FRANKFURT - German state-owned utility Uniper warned on Tuesday it was likely to slow down a planned 8 billion euro ($8.7 billion) investment in cleaner fuels amid slower than expected demand for hydrogen from industry.

The comments reflect growing scepticism among German corporates about whether long-standing government plans to rely more heavily on hydrogen to cut emissions are realistic and affordable.

Uniper, which was bailed out by Berlin during Europe's energy crisis in 2022, recently reviewed its strategy that targets 8 billion euros in investments through 2030 with a focus on hydrogen and biomethane, finance chief Jutta Doenges said.

"We are now less optimistic about the timeline regarding the implementation of a green hydrogen economy," she told analysts after presenting an expected two-thirds drop in nine-month core profit.

"We observe a mood of caution among potential B2B (business to business) customers to make a commitment for significant green hydrogen or ammonia supply offtake volumes."

So-called green hydrogen is produced using renewable power.

Doenges said the ramp-up of hydrogen power plants was expected to materialise more slowly than assumed 18 months ago, adding Uniper would "potentially move a little bit slower" on its strategy as a result.

"We are adjusting the pace of our transformation," she said.

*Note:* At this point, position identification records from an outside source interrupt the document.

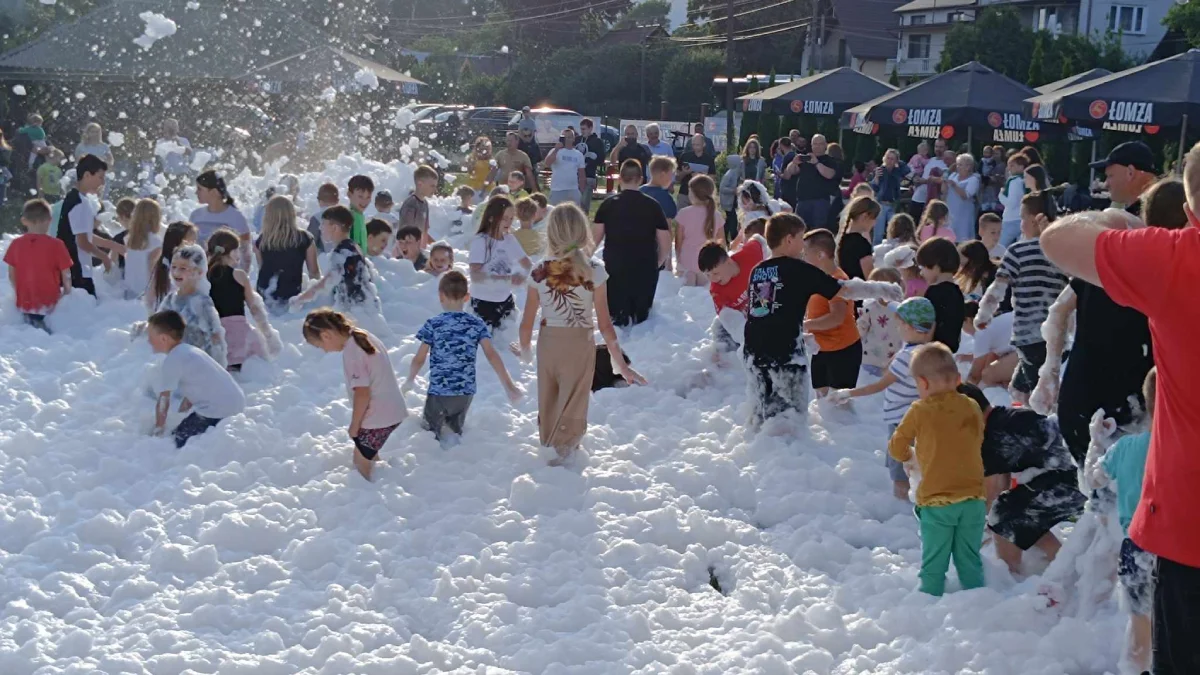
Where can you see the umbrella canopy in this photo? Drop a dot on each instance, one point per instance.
(1086, 76)
(826, 94)
(1143, 99)
(971, 97)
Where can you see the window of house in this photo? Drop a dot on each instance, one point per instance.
(918, 46)
(1127, 18)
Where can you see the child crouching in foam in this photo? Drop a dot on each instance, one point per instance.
(916, 327)
(947, 428)
(454, 338)
(377, 404)
(209, 393)
(232, 293)
(202, 322)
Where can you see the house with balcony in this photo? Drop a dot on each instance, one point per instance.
(922, 30)
(1139, 22)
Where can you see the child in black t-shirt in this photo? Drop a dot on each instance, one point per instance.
(1020, 443)
(779, 292)
(939, 261)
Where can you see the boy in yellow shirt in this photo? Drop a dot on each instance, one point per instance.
(947, 428)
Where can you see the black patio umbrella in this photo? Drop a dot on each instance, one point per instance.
(826, 94)
(971, 99)
(1141, 100)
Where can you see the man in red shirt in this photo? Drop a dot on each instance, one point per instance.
(1156, 272)
(730, 284)
(39, 266)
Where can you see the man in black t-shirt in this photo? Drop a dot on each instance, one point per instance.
(637, 243)
(592, 147)
(630, 149)
(814, 174)
(779, 292)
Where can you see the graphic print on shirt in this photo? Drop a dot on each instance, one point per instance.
(765, 286)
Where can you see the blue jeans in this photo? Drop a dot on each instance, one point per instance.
(1009, 232)
(881, 223)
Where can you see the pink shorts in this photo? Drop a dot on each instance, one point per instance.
(243, 340)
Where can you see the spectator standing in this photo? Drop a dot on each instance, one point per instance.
(1153, 269)
(922, 175)
(886, 183)
(567, 166)
(695, 161)
(592, 147)
(636, 243)
(961, 187)
(814, 174)
(630, 149)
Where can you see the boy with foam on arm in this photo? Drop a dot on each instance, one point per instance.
(359, 192)
(210, 394)
(453, 338)
(947, 428)
(729, 275)
(916, 323)
(39, 266)
(415, 209)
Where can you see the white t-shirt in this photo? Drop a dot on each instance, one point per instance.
(83, 221)
(137, 266)
(499, 257)
(201, 380)
(996, 339)
(922, 192)
(564, 173)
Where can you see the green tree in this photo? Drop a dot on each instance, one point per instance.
(1037, 63)
(688, 77)
(1185, 18)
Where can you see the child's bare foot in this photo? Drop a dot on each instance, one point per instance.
(363, 464)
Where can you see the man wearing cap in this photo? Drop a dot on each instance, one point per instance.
(1155, 270)
(1111, 352)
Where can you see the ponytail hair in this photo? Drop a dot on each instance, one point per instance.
(213, 180)
(319, 321)
(222, 243)
(569, 239)
(177, 233)
(702, 189)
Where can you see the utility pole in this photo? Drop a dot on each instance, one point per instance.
(730, 137)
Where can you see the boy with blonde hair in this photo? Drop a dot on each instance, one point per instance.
(947, 428)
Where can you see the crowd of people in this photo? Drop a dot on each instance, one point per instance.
(814, 282)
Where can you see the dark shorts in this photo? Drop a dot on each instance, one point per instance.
(192, 425)
(1024, 514)
(36, 321)
(1135, 571)
(1030, 359)
(493, 314)
(447, 412)
(370, 441)
(838, 369)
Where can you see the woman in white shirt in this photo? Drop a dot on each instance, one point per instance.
(569, 290)
(498, 263)
(961, 189)
(143, 245)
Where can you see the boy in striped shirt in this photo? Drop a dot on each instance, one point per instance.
(1036, 285)
(917, 318)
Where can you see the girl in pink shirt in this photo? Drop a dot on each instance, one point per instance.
(378, 405)
(696, 227)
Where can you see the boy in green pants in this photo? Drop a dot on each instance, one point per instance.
(947, 428)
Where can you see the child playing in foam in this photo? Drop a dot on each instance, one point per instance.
(192, 303)
(232, 293)
(377, 402)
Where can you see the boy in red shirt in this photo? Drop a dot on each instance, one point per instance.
(39, 266)
(730, 284)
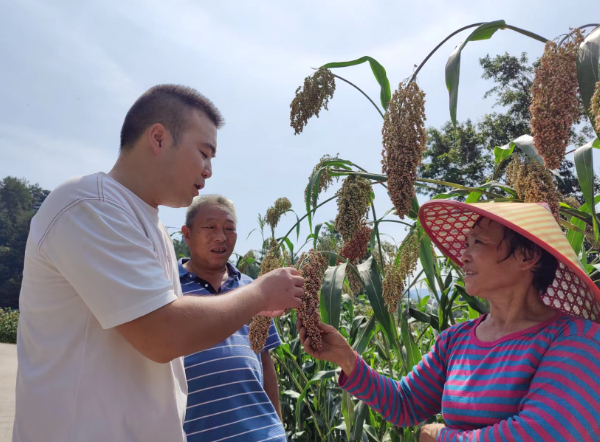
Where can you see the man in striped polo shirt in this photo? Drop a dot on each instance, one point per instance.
(232, 392)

Uniper is currently preparing for a return to the stock market after Berlin acquired a 99.12% stake as part of its 13.5 billion euro rescue, which was needed after Russian gas supplier Gazprom curbed and later stopped deliveries.

As part of efforts to smoothen the process, Uniper has begun repaying Germany, saying on Tuesday it had transferred 530 million euros to the government in September.

The company said a separate chunk of provisions was now valued at just under 2.5 billion euros and would likely be transferred in early 2025, while the final amount could still change.